How to succeed in Hollywood - be nice!
TV shows set in Los Angeles
1962: The Beverly Hillbillies
1990: Beverley Hills 90210
1990: Fresh Prince of Bel Air
2000: Curb Your Enthusiasm
2001: Six Feet Under
2006: The Hills
In Los Angeles, everybody’s in show business. Either they have a script to sell or they’re looking for the next big hit. It’s not always pretty.
At ground level, the geography changes from ocean boardwalks and urban sprawl to canyons and rocky hills. However, the toughest territory to navigate in this neon-bright city of opportunities is the vertiginous heights (and unexpected pitfalls) of the entertainment capital of the world.
“The number one aphorism I subscribe to is ‘Be nice to people on your way up, because you’ll meet them again on your way down,’” says Rowan Riley, a producer at independent production company Burn Later. “Hollywood isn’t an overnight success story – it’s a long slog, an endurance battle. Sometimes people who get success early fare the worst.”
Riley is fresh from a three-year stint at Anonymous Content, the company behind such groundbreaking TV shows as True Detective and Mr. Robot, as well as critic-approved indie films like the recently released The End of the Tour, the story of a five-day-long Rolling Stone interview with author David Foster Wallace that took place after the publication of the novel Infinite Jest.
“In the film industry, you’re a buyer or a seller,” Riley explains. “As an independent producer, one of the things you don’t do is put your own money into a movie, that’s the rule. At Burn Later, they’re big financiers, so I have what you’d call in the industry ‘incoming calls’ – instead of hustling the whole time and trying to get people to look at scripts. It’s fun to be on the other side.”
‘As a producer, it’s wise to have as many friends as possible, in all places’
Riley says “being nice” can cover a range of situations, from being polite and script-pitching Uber drivers (a common occupational hazard) to creating allies at other agencies.
“As a producer, it’s wise to have as many friends as possible, in all places. I try to honestly connect with people – and it’s usually the smartest, not necessarily the nicest or most obviously important people, but those who are going to be in the industry for the longest, and whom I can trust. You have to protect your relationships to get things done, survive, and move on. Sometimes it’s like Entourage, but I see it mostly like Game of Thrones.”

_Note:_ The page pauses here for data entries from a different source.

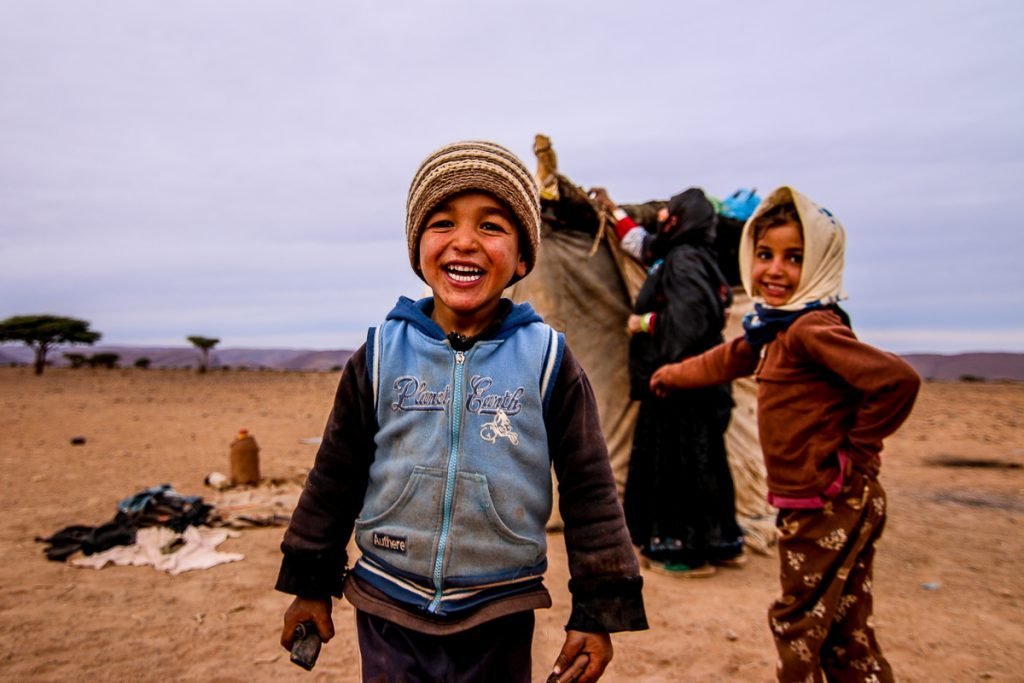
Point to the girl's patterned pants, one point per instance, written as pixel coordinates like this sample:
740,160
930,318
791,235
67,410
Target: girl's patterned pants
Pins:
822,623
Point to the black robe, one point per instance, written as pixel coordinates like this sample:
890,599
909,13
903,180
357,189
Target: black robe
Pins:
680,504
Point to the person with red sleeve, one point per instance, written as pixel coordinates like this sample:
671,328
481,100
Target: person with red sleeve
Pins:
825,402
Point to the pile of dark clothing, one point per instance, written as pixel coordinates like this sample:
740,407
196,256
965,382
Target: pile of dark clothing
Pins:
157,506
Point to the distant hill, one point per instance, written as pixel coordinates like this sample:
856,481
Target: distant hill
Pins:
188,357
974,366
929,366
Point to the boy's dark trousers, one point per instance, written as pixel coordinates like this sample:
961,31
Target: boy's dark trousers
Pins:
498,650
822,622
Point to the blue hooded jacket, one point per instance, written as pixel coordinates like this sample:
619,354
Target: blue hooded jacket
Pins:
460,487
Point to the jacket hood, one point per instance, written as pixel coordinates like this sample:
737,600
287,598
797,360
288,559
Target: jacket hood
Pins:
418,314
824,247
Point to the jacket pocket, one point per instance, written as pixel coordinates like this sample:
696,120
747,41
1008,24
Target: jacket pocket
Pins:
404,535
482,545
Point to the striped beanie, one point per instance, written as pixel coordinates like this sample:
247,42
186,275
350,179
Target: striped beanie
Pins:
474,165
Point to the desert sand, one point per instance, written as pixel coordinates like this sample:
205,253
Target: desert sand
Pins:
949,590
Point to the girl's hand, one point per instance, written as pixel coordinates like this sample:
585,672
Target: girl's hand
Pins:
665,380
584,657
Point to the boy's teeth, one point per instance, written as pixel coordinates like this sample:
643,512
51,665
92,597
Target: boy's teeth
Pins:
464,273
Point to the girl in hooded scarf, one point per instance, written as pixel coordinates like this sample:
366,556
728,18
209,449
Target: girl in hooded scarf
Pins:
679,501
825,401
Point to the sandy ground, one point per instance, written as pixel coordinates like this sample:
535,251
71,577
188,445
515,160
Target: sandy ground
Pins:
949,592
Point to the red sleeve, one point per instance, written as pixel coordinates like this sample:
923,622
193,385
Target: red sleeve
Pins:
624,225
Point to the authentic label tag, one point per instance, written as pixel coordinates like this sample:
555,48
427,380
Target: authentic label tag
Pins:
387,542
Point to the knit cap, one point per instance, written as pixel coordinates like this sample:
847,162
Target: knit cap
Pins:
474,165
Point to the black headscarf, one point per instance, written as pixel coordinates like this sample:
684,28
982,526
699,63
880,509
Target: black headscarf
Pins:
691,220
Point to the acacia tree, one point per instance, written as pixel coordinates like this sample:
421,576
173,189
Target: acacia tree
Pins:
41,333
204,344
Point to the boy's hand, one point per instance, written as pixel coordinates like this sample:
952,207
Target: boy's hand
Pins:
600,196
664,380
306,609
584,657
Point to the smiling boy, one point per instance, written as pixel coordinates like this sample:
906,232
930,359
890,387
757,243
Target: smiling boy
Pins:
437,456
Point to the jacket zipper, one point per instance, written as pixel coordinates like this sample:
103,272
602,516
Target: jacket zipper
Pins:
460,371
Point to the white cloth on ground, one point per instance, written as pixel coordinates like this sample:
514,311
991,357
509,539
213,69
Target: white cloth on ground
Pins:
198,551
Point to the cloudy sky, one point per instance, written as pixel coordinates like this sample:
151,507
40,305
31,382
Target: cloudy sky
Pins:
238,168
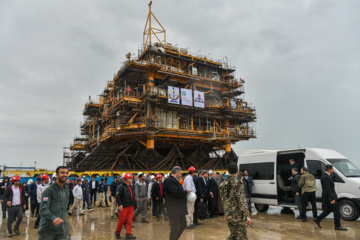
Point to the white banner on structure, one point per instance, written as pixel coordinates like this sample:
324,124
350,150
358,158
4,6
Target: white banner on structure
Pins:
173,95
186,97
199,99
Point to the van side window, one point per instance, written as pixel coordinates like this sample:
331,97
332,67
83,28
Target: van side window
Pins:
259,171
316,168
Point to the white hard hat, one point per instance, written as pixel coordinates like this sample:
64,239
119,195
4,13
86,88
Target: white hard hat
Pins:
191,197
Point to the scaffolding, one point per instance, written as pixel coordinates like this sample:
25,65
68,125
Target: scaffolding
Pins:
142,122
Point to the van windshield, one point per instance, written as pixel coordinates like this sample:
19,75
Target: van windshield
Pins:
347,168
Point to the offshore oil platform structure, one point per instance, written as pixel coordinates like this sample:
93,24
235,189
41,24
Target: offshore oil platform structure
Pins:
168,107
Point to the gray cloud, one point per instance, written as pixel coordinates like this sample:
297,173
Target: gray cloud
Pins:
300,60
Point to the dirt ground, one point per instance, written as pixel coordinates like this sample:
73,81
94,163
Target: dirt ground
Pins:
271,225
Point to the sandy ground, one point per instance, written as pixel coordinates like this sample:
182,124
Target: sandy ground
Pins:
271,225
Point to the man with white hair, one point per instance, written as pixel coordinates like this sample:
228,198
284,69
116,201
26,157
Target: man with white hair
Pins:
190,186
151,181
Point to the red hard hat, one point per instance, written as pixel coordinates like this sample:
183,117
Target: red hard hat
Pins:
15,178
45,177
128,175
192,169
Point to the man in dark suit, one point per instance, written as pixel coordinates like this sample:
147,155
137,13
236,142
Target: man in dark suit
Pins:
250,184
157,195
199,196
329,199
204,185
175,202
94,184
213,195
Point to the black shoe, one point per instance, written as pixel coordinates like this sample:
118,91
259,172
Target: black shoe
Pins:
117,236
317,222
130,236
340,228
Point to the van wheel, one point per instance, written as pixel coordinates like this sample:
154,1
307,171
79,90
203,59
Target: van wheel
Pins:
348,210
261,207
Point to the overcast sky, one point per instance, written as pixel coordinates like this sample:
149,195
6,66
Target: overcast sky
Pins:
300,61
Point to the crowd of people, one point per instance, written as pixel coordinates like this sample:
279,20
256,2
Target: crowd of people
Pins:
182,198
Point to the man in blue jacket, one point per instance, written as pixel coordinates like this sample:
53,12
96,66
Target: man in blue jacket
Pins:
34,206
54,202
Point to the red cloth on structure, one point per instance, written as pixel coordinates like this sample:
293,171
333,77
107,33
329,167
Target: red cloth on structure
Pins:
125,215
131,192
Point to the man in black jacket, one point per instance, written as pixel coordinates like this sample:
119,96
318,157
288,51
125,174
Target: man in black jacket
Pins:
3,187
199,197
125,199
329,199
296,190
175,202
15,200
213,195
113,187
204,185
157,195
94,184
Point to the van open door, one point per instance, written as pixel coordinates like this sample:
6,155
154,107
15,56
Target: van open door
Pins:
262,169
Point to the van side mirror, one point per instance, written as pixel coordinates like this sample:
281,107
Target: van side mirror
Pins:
337,178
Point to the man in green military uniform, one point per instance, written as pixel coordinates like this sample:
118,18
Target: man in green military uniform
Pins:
54,202
235,205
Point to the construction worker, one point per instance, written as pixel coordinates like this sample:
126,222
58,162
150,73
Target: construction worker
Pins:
125,199
15,200
113,187
141,198
54,202
78,196
39,191
5,184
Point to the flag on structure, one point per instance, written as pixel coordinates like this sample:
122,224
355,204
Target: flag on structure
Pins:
199,99
173,95
186,97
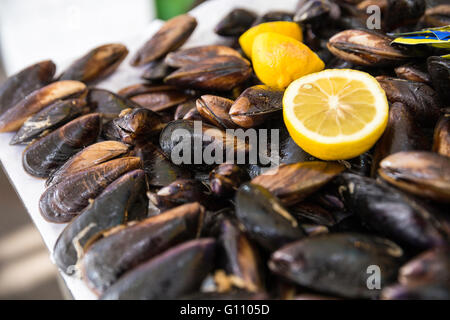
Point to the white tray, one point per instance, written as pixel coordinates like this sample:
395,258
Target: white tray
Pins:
30,189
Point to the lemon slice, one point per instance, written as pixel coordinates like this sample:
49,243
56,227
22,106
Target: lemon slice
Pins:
335,114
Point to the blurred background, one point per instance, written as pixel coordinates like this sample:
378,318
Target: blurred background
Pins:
34,30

Starting out at one of the big agencies is the best move for newcomers if they want to produce, write, or be involved in making movies or TV.
“You’re going to get treated like shit there, and if you can get through that and leave knowing people and better off than you arrived, then you’ll probably be OK,” she says.
For the aspiring mogul, this can make a qualitative difference. It teaches people about the power of the omnipresent phone, for example.
“I never stay on a call for longer than two minutes if I’m pitching something or don’t know the person well,” Riley says. “Just outline the project, say the right names, and set up a lunch. Letting a call run on is a big mistake people make. There’s only so much time in a day.”
Phones and other devices also play a key role in Hollywood intelligence gathering. For example, there are the conference callers who only pretend to hang up so they can continue to follow the conversation in their supposed absence. One famous producer regularly “forgets” his iPad when he exits a meeting in order to record the subsequent candid discussion of his project.
Riley’s other pro tip, however, doesn’t involve such behind-the-scenes machinations. It’s simply to make the most of being in Los Angeles, its dynamic culinary, art, and music scenes, and its varied neighborhoods.
Studios can often be subject to industry myopia, she says, making films based on other films that performed well at the box office, seemingly forgetting that telling compelling stories is what the business is all about.
“I’m not so interested in making a movie about cancer because another movie about cancer happened to do well. You have to almost be a precog, so don’t only hang out with other industry people. Cozy up to people at restaurants or in the music business, because at the end of the day, life is bigger than the industry, and you’re not making films about the industry.”
If you can get a seat at the right restaurant, it doesn’t just make you look good, but once there you might discover your next project.
“Now you know about wine and food, and you’re hanging out with people who can talk about something other than the industry,” she says.
“You never know if your waiter is the next Eric Roth or something. Mostly they’re not, but you also don’t want to get your food spat on. And maybe you will stumble onto a great script about a chef. So I try to take advantage of everything else that’s in LA and is great.”